Much of our work is confidential but, on rare occasions, some clients will allow us to publish our involvement and one such instance was our role in providing the integrated motor inverter systems for VW’s IDR 2018 Pike’s Peak car. This was the first time that an electric vehicle beat an open class field of IC engines in a premium motorsport event and it smashed the course record in the process.
2 years later, motors derived directly from the machines in the IDR are about to go into production in no fewer than 5 hypercars. Making this happen has been a ‘whole company’ achievement. Capturing the features that enable ultra-high performance in a production environment targeted at up to 10,000 units per annum has required innovation in production processes and much work with the supplier base and all of this has been captured and assured in our quality system.
Making outstanding e-drives available to the world
A key question now must be how do we maximise the number of applications we can support? The specific requirements from clients are extremely diverse and to a large degree unpredictable, but Integral e-drive is itself designed to prosper in this world based on two concepts. The first of these we call ‘Core Technology Bespoke’. The basis of this is to define our core technologies throughout the product lifecycle at rule level so that they can be faithfully re-produced in any required form factor. In some cases, more than one core technology is supported (e.g. for ultimate power density we use expensive cobalt steel for our stators but, where cost / benefit constraints dictate is significant, a silicon steel grade is used). These core technologies are evolved in the light of experience and R&D and taking account of new offerings from the supply base. In a very tangible way this ethos embeds continuous improvement leveraging previous projects to reduce the time and risk associated with offering a fully optimised product to clients.

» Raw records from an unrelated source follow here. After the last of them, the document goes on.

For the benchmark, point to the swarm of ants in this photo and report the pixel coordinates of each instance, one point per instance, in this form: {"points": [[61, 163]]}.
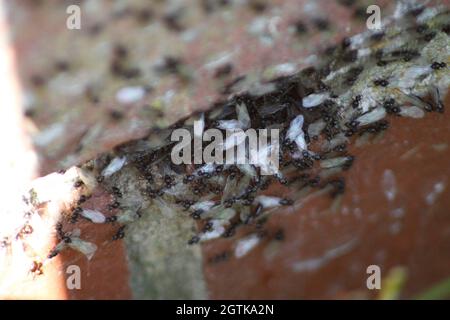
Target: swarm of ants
{"points": [[352, 92]]}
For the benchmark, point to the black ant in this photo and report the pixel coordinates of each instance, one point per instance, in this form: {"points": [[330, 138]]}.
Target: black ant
{"points": [[120, 234]]}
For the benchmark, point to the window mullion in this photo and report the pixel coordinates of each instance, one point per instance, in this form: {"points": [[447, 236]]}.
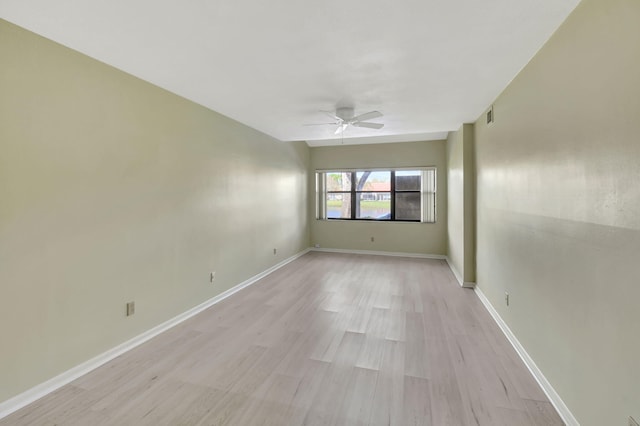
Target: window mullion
{"points": [[393, 195], [353, 195]]}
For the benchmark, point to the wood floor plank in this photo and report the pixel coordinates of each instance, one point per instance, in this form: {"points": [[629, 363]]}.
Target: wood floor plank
{"points": [[329, 339]]}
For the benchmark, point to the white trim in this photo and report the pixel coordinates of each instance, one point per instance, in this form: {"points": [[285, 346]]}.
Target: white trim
{"points": [[381, 253], [553, 396], [465, 284], [25, 398]]}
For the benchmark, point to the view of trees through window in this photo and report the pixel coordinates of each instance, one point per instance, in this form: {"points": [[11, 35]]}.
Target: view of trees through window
{"points": [[374, 195]]}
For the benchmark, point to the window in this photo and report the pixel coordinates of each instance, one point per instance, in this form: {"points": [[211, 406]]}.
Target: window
{"points": [[406, 195]]}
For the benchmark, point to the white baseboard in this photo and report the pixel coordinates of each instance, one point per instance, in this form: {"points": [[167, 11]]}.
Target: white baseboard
{"points": [[462, 282], [380, 253], [11, 405], [553, 396]]}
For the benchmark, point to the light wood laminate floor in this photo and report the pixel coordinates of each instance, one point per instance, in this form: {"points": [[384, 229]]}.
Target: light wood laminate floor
{"points": [[329, 339]]}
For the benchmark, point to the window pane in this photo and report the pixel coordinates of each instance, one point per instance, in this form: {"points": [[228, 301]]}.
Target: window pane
{"points": [[408, 206], [373, 205], [339, 206], [373, 181], [339, 181], [408, 180]]}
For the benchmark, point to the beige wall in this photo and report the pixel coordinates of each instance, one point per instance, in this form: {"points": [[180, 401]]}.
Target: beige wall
{"points": [[113, 190], [461, 204], [558, 210], [422, 238]]}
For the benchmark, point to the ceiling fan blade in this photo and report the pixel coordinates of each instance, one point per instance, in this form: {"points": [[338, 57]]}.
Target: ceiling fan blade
{"points": [[368, 125], [367, 116], [331, 114], [341, 128]]}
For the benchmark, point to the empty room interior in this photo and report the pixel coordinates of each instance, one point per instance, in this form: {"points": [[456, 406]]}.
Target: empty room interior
{"points": [[348, 213]]}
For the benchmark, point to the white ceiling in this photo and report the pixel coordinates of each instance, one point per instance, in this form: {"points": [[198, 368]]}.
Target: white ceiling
{"points": [[427, 65]]}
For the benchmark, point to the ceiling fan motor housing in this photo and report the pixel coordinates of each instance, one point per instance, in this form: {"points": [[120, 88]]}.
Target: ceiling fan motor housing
{"points": [[345, 113]]}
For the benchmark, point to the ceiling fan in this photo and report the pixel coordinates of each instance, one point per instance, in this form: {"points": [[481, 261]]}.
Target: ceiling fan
{"points": [[344, 117]]}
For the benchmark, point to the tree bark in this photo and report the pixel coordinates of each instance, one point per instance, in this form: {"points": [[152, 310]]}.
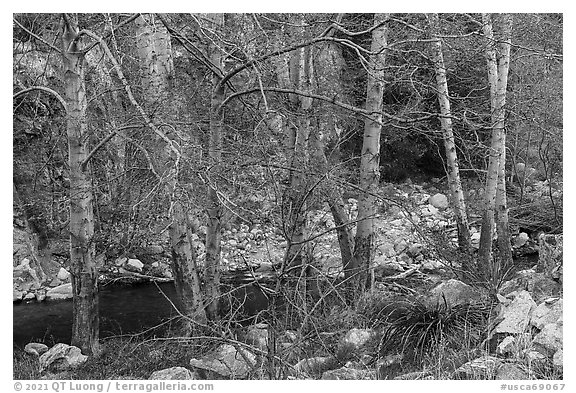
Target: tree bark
{"points": [[214, 210], [155, 53], [370, 159], [498, 67], [457, 194], [502, 221], [82, 252]]}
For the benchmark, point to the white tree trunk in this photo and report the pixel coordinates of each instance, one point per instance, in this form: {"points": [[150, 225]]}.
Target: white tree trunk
{"points": [[155, 53], [457, 194], [214, 210], [498, 66], [85, 324], [370, 160]]}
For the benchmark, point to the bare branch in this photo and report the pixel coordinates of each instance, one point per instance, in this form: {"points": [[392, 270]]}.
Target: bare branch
{"points": [[340, 104], [104, 141], [45, 89], [37, 36]]}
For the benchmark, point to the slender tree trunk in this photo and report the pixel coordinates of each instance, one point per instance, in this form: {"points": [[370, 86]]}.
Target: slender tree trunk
{"points": [[214, 210], [155, 53], [502, 222], [498, 77], [82, 251], [370, 160], [457, 194]]}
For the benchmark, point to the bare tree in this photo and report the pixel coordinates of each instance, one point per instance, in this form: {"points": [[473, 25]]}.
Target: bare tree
{"points": [[498, 63], [82, 251], [155, 53], [370, 160]]}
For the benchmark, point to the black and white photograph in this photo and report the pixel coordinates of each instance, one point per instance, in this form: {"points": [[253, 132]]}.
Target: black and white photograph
{"points": [[287, 196]]}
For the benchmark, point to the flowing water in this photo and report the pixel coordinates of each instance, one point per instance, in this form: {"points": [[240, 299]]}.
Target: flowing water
{"points": [[123, 310]]}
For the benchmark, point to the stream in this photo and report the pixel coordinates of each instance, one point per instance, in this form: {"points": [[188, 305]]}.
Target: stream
{"points": [[123, 310]]}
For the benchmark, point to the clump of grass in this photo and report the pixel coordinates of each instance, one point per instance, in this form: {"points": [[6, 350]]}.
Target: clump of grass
{"points": [[420, 329], [25, 366], [122, 358]]}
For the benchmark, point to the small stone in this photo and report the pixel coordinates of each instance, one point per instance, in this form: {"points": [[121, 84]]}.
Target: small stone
{"points": [[134, 265], [506, 346], [453, 292], [349, 373], [481, 368], [439, 201], [558, 358], [516, 315], [521, 239], [226, 361], [36, 349], [400, 246], [63, 274], [404, 259], [415, 250], [431, 265], [173, 373], [62, 357], [61, 292], [29, 296], [549, 340], [545, 313], [535, 358], [510, 371]]}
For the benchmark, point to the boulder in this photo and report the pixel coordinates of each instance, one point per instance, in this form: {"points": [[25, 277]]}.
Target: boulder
{"points": [[36, 349], [134, 265], [257, 336], [454, 292], [534, 358], [539, 285], [154, 249], [63, 274], [385, 268], [558, 358], [349, 373], [173, 373], [17, 295], [61, 292], [549, 311], [29, 296], [439, 201], [415, 249], [62, 357], [416, 375], [481, 368], [550, 255], [549, 340], [516, 315], [389, 367], [225, 362], [354, 342], [431, 265], [401, 246], [521, 239], [511, 371], [475, 240], [506, 346]]}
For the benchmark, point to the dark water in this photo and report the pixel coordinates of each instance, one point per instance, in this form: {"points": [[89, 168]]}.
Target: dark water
{"points": [[123, 310]]}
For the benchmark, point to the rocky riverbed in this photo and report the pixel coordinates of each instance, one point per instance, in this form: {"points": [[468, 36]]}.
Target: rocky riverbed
{"points": [[412, 216]]}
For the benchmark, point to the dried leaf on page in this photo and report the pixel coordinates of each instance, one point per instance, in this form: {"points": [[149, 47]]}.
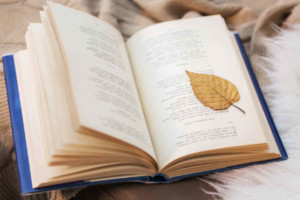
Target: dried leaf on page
{"points": [[213, 91]]}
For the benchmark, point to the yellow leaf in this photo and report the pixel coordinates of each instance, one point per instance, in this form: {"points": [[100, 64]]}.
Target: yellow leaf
{"points": [[213, 91]]}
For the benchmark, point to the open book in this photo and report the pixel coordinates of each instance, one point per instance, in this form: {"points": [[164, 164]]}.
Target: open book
{"points": [[96, 108]]}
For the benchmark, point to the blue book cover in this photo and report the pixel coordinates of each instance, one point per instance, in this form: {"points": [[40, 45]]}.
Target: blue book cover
{"points": [[20, 140]]}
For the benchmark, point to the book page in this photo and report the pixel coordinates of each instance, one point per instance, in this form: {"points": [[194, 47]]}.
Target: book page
{"points": [[101, 82], [178, 123]]}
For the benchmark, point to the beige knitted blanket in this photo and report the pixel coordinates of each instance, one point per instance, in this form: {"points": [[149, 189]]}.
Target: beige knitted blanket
{"points": [[252, 19]]}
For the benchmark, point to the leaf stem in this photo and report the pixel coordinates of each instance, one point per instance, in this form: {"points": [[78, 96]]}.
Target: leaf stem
{"points": [[239, 108]]}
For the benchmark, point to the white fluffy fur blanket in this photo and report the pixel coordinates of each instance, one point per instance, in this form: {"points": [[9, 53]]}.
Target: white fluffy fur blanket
{"points": [[277, 180]]}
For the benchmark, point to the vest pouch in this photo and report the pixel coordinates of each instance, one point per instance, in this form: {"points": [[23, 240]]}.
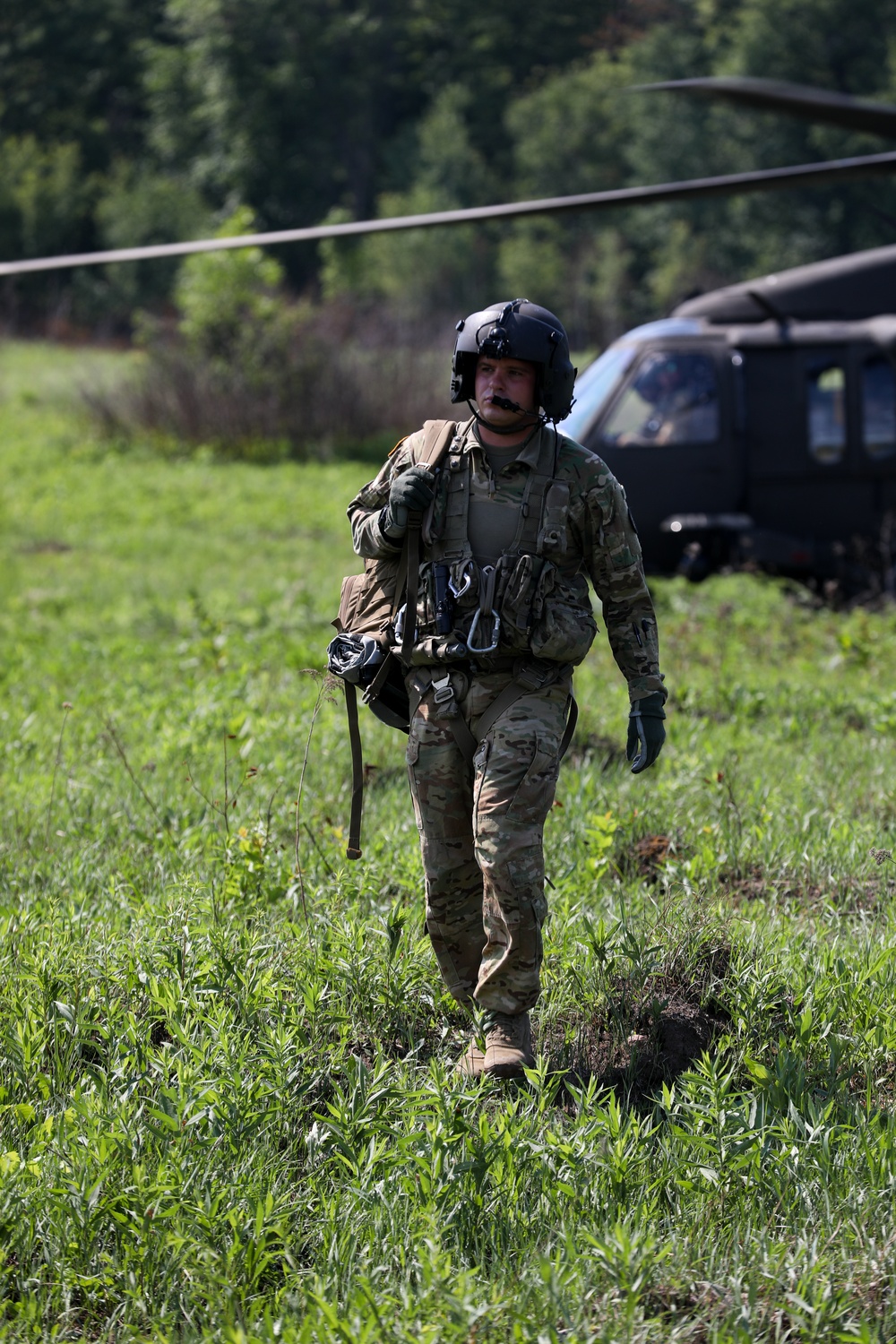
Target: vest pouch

Of course, as we develop more and more e-drives, the chance to find a good match with an existing product perhaps with changes to stack length or winding configuration increases and this can also be attractive to further minimise time to market or NRE. We call such products ‘Current Platform Derivatives’.
There is so much still to do
Core technology is a firm basis but is not a static thing. New processes in the supply base can offer performance or economic advantages and we are continually seeking to improve the attractiveness of our products in the market through innovation. For example, in R&D we have an advanced scalable integrated motor inverter (SIMI) project that is now in hardware. Meanwhile on our core controls platform we are engineering an MCU safety system due for launch in a road vehicle later this year.
And whilst the automotive bow wave is currently underway, it is clear that developments in battery and fuel cell technology and availability are encouraging other sectors. In many cases the rules of engagement for application of e-drives have not yet been written and it is exciting to explore the art of the possible, to achieve the best possible match to client wishes and demonstrate this in running hardware. We are currently operating a number of pilot projects in aerospace, marine and test equipment and we hope to see these and other sectors going substantially electric during this decade.
At Integral e-drive we are excited by the challenges and the possibilities driven by the need for sustainability. We are confident that the electric drive is a ‘game-changer’, a combination of 21st century technologies that makes amazing new machines possible. Our footprint may be small on a global scale but if we can help make sustainability exciting then that feels like a worthwhile contribution.